To determine cellularity, one must be careful to take into account the specimen preparation type, preparation diameter/area, and microscope field diameter (which is dependent on the eyepiece and objective used) (Table 2). One common method for manually determining cellularity is to count five fields along both the horizontal diameter and vertical diameter and to calculate the average. While this is a quite reliable methodology, occasionally there will be uneven distribution of cells, with dense clustering in some areas and hypocellular areas in others, which can and should be considered and factored in, especially in borderline cases. Using multiple slide preparations to cumulatively reach a threshold is discouraged, as this is felt to inappropriately correct for the potential preanalytic factors in play (e.g. poor specimen collection).
determining Pap cellularity on
liquid-based preparations
Lastly, presence of an endocervical component should be reported as a quality indicator (in that there is definitive evidence that the endocervical/transformation zone was sampled), rather than used for determining specimen adequacy, and should be reported unless the patient has a history of total (nonsupracervical) hysterectomy or trachelectomy. The threshold for this is 10 well-preserved endocervical or squamous metaplastic cells, present singly or in clusters. This data can be used as feedback for providers who consistently fail to collect samples with an adequate endocervical/transformation zone. In addition, there are certain circumstances in which the presence of an endocervical/transformation zone can impact management recommendations (see “Management guidelines,” next page).

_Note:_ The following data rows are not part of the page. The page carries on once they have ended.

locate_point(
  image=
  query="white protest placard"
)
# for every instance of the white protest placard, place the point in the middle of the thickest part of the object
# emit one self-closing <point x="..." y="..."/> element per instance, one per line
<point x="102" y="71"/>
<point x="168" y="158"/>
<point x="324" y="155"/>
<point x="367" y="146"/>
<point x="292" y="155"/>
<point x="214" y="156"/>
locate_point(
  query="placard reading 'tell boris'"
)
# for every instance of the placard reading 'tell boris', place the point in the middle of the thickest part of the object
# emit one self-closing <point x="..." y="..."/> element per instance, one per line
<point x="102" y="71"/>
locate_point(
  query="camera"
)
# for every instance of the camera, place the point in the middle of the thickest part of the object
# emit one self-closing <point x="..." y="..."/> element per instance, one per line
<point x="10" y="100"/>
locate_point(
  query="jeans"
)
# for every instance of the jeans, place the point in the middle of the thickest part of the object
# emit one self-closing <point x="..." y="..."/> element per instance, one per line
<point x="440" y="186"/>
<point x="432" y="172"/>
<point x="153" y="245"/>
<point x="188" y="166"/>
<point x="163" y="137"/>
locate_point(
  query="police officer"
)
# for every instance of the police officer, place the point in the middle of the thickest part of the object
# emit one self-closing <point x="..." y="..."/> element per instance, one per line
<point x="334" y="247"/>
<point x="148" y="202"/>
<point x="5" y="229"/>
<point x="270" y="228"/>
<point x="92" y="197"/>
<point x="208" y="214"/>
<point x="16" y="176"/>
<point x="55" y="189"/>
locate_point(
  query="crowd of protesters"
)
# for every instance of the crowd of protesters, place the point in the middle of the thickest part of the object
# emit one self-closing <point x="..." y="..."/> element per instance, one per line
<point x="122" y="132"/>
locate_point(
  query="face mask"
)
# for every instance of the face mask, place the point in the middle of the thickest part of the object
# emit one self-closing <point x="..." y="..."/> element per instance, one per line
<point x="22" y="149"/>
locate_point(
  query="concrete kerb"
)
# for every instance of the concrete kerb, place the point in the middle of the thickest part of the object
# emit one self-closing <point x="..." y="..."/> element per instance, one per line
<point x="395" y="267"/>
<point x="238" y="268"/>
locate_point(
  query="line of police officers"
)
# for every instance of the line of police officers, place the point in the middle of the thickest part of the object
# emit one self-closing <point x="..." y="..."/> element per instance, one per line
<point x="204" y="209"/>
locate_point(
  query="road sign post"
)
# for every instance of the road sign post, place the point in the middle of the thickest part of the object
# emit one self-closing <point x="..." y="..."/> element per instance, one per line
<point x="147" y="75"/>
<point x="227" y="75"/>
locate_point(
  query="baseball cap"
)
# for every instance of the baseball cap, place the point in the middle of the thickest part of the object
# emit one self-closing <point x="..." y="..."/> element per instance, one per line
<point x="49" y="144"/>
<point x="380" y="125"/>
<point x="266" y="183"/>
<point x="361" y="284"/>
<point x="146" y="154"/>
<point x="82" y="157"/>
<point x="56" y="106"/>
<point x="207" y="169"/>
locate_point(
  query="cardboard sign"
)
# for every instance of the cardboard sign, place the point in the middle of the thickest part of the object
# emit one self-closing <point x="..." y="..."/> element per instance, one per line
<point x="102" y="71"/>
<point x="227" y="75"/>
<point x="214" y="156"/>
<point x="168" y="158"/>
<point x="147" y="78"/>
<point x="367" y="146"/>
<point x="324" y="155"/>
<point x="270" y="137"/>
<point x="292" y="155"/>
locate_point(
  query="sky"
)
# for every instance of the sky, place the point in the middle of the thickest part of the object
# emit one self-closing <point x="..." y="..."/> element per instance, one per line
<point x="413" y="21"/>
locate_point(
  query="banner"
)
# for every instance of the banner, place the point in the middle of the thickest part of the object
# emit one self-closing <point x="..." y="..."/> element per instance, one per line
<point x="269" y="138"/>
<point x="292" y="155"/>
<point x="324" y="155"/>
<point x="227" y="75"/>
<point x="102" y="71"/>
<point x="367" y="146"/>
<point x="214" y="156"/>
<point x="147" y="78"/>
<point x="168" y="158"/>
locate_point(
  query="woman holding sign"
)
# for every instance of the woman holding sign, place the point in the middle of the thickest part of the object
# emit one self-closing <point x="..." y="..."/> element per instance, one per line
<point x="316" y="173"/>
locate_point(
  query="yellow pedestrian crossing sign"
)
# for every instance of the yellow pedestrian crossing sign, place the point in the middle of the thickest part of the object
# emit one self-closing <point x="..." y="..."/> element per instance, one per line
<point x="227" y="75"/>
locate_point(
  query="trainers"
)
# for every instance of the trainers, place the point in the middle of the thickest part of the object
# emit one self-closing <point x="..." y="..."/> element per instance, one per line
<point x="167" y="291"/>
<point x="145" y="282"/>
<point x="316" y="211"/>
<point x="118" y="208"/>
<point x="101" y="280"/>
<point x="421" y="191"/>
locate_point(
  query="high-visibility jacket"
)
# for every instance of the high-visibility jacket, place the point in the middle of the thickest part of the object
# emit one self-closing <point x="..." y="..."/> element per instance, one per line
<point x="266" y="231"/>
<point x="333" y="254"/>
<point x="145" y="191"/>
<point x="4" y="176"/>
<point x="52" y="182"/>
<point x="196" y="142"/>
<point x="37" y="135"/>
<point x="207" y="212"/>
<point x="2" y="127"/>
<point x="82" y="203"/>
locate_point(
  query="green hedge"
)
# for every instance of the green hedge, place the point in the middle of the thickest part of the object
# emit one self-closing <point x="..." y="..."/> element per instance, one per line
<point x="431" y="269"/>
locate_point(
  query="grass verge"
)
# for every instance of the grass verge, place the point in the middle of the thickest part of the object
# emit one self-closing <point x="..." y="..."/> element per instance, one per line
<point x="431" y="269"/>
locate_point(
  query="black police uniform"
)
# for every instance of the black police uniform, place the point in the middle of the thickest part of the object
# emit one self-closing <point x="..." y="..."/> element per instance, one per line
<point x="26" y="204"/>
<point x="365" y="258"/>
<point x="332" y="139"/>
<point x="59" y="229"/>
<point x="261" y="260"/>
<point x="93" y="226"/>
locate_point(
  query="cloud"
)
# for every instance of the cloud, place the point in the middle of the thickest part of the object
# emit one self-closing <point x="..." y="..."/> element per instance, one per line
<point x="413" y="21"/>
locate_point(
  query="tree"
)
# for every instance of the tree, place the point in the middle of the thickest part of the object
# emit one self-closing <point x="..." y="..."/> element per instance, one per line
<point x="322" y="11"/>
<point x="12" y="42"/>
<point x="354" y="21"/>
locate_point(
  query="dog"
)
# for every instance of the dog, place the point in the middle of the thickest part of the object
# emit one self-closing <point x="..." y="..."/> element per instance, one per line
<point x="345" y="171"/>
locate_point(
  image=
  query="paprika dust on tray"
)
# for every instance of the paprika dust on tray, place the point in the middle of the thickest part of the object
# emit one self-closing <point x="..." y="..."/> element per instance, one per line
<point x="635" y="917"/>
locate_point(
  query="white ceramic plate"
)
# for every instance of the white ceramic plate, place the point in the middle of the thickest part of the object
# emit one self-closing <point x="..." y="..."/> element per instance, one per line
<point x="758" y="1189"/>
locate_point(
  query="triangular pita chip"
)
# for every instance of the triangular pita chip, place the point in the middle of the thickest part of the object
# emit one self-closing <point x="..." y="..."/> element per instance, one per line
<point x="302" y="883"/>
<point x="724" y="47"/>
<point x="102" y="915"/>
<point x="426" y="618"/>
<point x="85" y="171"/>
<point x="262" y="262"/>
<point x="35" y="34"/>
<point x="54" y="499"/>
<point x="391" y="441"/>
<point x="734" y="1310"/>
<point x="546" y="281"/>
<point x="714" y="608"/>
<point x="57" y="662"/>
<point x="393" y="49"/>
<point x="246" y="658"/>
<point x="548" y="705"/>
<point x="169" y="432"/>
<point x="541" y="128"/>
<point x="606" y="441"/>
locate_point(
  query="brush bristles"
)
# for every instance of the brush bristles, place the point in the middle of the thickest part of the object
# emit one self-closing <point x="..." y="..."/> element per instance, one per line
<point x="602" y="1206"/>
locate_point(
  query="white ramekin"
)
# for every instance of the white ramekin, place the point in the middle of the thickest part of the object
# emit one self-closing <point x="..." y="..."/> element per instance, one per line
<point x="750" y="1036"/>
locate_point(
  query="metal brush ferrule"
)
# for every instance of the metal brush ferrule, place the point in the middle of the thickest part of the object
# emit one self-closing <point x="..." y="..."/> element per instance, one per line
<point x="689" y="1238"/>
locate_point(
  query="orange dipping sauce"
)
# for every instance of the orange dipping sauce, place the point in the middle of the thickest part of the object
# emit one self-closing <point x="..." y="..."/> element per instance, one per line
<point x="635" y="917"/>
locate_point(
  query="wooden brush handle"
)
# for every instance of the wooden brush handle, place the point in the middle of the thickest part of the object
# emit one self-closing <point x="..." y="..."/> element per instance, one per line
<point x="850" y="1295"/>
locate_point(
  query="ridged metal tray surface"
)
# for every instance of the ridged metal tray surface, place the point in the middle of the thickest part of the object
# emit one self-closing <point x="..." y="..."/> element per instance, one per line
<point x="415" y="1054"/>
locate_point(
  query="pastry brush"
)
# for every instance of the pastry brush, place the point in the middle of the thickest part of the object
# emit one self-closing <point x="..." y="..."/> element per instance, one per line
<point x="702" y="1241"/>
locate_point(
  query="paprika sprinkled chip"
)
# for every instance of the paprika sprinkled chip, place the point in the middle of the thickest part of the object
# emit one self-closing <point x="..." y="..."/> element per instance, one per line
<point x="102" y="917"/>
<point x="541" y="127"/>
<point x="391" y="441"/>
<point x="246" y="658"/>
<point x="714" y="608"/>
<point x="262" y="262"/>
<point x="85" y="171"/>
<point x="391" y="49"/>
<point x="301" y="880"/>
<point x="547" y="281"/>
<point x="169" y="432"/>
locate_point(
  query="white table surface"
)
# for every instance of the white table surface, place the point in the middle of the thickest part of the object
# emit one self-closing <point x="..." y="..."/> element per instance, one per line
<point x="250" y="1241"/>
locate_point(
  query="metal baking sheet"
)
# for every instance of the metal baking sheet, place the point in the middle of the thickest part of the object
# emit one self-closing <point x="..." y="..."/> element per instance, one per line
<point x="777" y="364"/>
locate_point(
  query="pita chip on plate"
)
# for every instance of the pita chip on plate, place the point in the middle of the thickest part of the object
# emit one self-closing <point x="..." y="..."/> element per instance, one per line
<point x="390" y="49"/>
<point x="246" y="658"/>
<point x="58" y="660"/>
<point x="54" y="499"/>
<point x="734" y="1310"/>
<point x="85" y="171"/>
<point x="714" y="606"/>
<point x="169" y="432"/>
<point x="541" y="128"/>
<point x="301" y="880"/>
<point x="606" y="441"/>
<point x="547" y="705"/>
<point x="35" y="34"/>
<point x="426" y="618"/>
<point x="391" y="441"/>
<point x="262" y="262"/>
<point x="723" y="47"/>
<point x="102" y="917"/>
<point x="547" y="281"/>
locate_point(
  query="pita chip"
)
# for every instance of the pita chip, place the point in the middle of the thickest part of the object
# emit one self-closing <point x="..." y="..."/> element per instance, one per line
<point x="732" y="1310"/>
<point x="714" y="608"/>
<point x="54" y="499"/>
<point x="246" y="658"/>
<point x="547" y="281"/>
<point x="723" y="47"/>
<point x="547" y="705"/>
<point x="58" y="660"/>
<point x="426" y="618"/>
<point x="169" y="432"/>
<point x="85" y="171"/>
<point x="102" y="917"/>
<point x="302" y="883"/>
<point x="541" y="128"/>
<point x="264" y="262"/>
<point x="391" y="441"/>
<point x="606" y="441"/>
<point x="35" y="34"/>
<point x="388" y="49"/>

Causes and remedies. Aligning the principles of the quality assurance program to the Pap test provides insights into the causes of unsatisfactory Pap results and guidance to remedy those causes. The commonly encountered causes of an unsatisfactory Pap are a variety of obscuring factors or interfering substances, which include inflammation, blood, lubricants, mucus, and thick smear, compromising the technical interpretability of more than 75 percent of squamous cells. Excessive blood, lubricant, inflammation, and mucus clog the filter by competing with the squamous cells for filter space during the ThinPrep processing technique. Specimens with scant cellularity or excessive cytolysis are additional reasons for an unsatisfactory Pap.
To avoid contamination by excessive blood, Pap specimens should not be collected during menses and ideally should be collected two weeks after the first day of menses. However, advanced scheduling of annual wellness visits to include Pap testing as per the recommended guidelines does not necessarily coincide with this optimal window period in many patients. Remedial reprocessing of visibly bloody specimens with a dilute glacial acetic acid (GAA) wash is effective at clearing blood and improves specimen adequacy. However, caution is urged in evaluating reprocessed slides because GAA may induce cellular alterations of glandular cells, resulting in false-positive interpretations. Additionally, GAA wash has been reported to interfere with the HPV test result. Hence, a homogenized aliquot should be obtained prior to acid treatment in case a reflex HPV test has been ordered.
To avoid discomfort to patients during specimen collection, speculums are often lubricated using a variety of lubricants. Use of improper lubricants is one of the most common causes of unsatisfactory Paps; lubricants containing carbomer or carbopol polymers interfere with the cellularity of ThinPrep Pap test preparation. Alternatively, for patients who physiologically do not need lubricants, the speculum may be lubricated simply by running under warm water. If the use of lubricant is unavoidable during specimen collection, a lubricant that is free of carbomer or carbopol polymer should be recommended, and lubricant should be used sparingly on the outer portion of the posterior blade of the speculum, avoiding the tip. Patients should also be instructed to avoid personal lubricants, vaginal contraceptives, vaginal medications, douches, and vaginal intercourse for 48 hours prior to specimen collection.